Looking at the logs, the outgoing NEWKEYS message should have been sent just after logging "Compression alg: none" for "Server to client", and the incoming NEWKEYS message is what triggers the "Completed key exchange" message seen in the logs just after that. So, the rekeying appears to be completing.

My best guess at this point is that perhaps AsyncSSH is letting some DATA messages to be sent out in between the time that it sends KEXINIT and NEWKEYS.

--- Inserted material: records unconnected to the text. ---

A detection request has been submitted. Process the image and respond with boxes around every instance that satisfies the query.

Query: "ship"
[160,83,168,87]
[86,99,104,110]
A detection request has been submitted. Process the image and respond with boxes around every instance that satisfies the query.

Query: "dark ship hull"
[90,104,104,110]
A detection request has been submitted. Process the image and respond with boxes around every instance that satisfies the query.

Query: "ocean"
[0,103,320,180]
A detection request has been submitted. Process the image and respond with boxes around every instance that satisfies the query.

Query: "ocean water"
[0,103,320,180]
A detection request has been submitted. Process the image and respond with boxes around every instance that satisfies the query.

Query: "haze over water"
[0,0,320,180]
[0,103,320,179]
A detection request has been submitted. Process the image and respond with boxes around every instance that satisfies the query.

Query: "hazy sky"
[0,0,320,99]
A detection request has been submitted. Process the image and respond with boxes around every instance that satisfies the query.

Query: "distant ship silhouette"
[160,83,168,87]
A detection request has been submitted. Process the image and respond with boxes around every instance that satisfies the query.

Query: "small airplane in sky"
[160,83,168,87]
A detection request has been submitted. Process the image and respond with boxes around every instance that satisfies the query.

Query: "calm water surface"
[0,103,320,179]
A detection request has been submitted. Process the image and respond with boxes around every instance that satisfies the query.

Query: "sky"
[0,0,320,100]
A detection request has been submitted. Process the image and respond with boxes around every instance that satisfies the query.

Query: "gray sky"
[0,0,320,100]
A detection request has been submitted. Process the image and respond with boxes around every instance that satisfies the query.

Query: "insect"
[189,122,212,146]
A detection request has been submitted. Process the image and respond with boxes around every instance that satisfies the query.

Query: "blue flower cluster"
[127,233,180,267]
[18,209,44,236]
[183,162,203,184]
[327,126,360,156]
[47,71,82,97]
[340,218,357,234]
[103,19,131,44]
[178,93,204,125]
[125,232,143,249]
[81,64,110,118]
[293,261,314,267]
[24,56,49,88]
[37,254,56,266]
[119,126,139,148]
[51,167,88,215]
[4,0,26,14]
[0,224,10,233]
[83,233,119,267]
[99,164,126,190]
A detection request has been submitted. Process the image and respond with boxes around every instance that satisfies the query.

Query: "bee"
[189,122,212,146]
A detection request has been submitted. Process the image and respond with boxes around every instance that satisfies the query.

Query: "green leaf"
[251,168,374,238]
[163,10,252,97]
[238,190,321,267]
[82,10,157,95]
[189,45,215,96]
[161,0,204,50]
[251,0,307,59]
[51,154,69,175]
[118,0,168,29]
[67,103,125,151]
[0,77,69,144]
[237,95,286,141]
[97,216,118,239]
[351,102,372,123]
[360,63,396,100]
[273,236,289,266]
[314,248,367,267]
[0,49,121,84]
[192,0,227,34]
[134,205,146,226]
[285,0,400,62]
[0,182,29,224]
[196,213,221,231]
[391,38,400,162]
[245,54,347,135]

From a code inspection, it looks like there is a call to send_deferred_packets() in send_newkeys(), but I no longer see any code in send_packet() which holds back on sending other packet types once a key exchange is in progress. In fact, looking at 83e43f5, it looks like the following code was removed in 2.14.1:

@@ -1596,9 +1612,7 @@ class SSHConnection(SSHPacketHandler, asyncio.Protocol):
             self._send_kexinit()
             self._kexinit_sent = True

-        if (((pkttype in {MSG_SERVICE_REQUEST, MSG_SERVICE_ACCEPT} or
-              pkttype > MSG_KEX_LAST) and not self._kex_complete) or
-                (pkttype == MSG_USERAUTH_BANNER and
+        if ((pkttype == MSG_USERAUTH_BANNER and
                  not (self._auth_in_progress or self._auth_complete)) or
                 (pkttype > MSG_USERAUTH_LAST and not self._auth_complete)):
             self._deferred_packets.append((pkttype, args))

I think the removal of this code may explain it. Could you try adding that back in and seeing if that fixes the issue?

[eyalgolan1337]

Adding it back appears to fix the problem!

[ronf]

Great, thanks!

There are some unit test failures when I add this back in that I'll need to investigate, but I think this is definitely the issue, and this code should not have been removed in that earlier commit.

Thanks for the report, and for helping to track this down! I'll let you know here when I have a final fix for this.

[ronf]

Fixing the unit tests was straightforward. This fix is now available in the "develop" branch as commit c3dc869. Thanks for all your help!